Condiciones básicas para la construcción de una nueva mayoría


Los partidos de la Concertación han demostrado incapacidad para sacar las lecciones de la derrota en la primera segunda vueltas en las elecciones presidenciales; hoy es tarde para llevar a cabo la necesaria autocrítica, pues a la centro-izquierda y al progresismo le esperan desafíos fundamentales que, de no enfrentarlos adecuadamente, podrían condenarlos a la marginalidad política.

La Coalición de fin de siglo que gobernó hasta hace meses ya cumplió su etapa histórica y se pueden valorar sus méritos y reconocer sus carencias, en especial, la excesiva prudencia – una señora viuda, que coquetea con el inmovilismo -. La fórmula básica de la reunión de los cuatro partidos de la Concertación, como dirección única y autoritaria, y el eje democratacristiano- socialista, ha terminado por convertirse en una rémora para poder plantearse, con cierta libertad, la construcción de una nueva mayoría.
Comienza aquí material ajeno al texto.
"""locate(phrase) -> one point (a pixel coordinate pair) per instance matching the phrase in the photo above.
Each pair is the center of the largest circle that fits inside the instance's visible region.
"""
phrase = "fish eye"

Una alianza electoral que incluya la hoy fenecida Coalición con el PRI, el Partido Progresista (en formación), el Partido Comunista y otros partidos, además de estar condenada al fracaso, considero que es una torpe sumatoria de fuerzas políticas y sociales que piensan muy distinto. Por lo demás, un actuar político basado en ejes – en los años setenta, comunista y socialista, y, en la actualidad, democratacristiano y socialista – termina por someter a las otras fuerzas a los dos partidos aliados.

Mientras subsista la Coalición de fin de silgo bajo respirador artificial, será prácticamente imposible iniciar una construcción de una nueva mayoría, pues ninguno de los partidos críticos a esta forma de hacer política – y que con razón rechazaron el bipolio, predominante en la política chilena – está dispuesto a ser tratado como “yanacona”, indios de servicio que cumplen papeles secundarios en una alianza ya condenada por la opinión pública y que ya cumplió su ciclo histórico.

Es evidente que los Partidos que integran la coalición de cuadro partidos fueron rechazados por haberse alejado de los sentimientos, ideas y necesidades de los ciudadanos, a causa de 20 años en el poder que terminaron por alejarla de los ideales del bien público que le dio nacimiento.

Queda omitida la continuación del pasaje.